At least two must play
Singularities insufficient
You await a partner
To begin the game
That lasts as long
As patience asks;
Even forever
If you like.

For simple machines,
We are the seeds,
The universe gives
Forces in balance
Giving and taking
The yin, the yang,
The you, the I.

 

 

 

Renewal.

Now and then I write about the walks my daughter and I share in the woods at Eno River State Park, 4200 acres of protected habitat nestled between Durham and Hillsborough.  These rambles have become a tradition, as we speak in hushed tones in a forest more familiar and vast than an ancient abbey or soaring cathedral.  Here the markings of man upon the earth do not jar the senses; rather, they blend with nature and appear as primal and common as a beaver dam or eagle’s nest.
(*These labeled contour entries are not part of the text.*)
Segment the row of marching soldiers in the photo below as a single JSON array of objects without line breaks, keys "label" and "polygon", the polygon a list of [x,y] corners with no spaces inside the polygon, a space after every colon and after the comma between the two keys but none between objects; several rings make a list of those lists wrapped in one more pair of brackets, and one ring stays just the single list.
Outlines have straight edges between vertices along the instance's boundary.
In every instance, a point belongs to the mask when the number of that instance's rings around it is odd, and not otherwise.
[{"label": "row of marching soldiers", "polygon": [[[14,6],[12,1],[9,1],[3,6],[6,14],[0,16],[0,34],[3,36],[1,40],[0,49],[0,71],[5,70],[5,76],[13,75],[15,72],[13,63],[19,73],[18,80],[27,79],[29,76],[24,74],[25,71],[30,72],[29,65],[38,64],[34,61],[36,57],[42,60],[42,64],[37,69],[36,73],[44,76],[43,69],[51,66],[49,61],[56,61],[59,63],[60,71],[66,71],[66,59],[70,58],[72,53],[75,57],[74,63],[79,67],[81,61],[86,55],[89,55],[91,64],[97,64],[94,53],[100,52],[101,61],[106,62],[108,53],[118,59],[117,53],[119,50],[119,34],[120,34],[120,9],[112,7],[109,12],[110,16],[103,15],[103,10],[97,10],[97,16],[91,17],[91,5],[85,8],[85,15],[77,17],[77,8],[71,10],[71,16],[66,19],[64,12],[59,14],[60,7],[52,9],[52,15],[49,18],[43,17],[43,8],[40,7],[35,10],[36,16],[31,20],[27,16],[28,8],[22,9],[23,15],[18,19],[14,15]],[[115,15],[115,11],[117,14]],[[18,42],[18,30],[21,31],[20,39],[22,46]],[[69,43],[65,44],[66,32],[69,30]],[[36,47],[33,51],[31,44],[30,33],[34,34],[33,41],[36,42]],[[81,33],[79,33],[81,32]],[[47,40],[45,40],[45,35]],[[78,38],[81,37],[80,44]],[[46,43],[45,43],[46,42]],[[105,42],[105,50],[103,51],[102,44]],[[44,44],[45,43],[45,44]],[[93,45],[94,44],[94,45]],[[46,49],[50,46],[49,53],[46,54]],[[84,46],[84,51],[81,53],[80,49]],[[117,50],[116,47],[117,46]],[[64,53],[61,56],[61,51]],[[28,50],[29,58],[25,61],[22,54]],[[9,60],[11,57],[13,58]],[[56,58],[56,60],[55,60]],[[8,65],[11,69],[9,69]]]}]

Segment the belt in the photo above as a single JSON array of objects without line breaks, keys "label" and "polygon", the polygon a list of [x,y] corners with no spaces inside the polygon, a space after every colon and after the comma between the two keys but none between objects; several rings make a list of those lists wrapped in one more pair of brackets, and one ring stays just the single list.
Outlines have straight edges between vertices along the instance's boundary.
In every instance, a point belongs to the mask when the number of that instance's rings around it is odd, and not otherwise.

We see the ruins of an old house back in the woods off the trail and move to investigate.

old-house

In its prime we imagine this house full of life, of crops to harvest and children to teach and fences to mend.  Seated high above the Eno River the sound of rushing water echoes as a symphony among the trees.  In the gloaming the creatures of the night must appear, taking their place upon the land while others dream of sunrise. 

We walk in the shadow of years and stand where the front porch used to be, sensing the lives that came before and sharing memories past and dreams to come.  The old house stands as a reminder of the fleeting nature of things and paradoxically, their permanence.  The forest reclaims its own, implacable and kind.  Renewal offers a timeless glimpse of ourselves, alive in all things, then and now.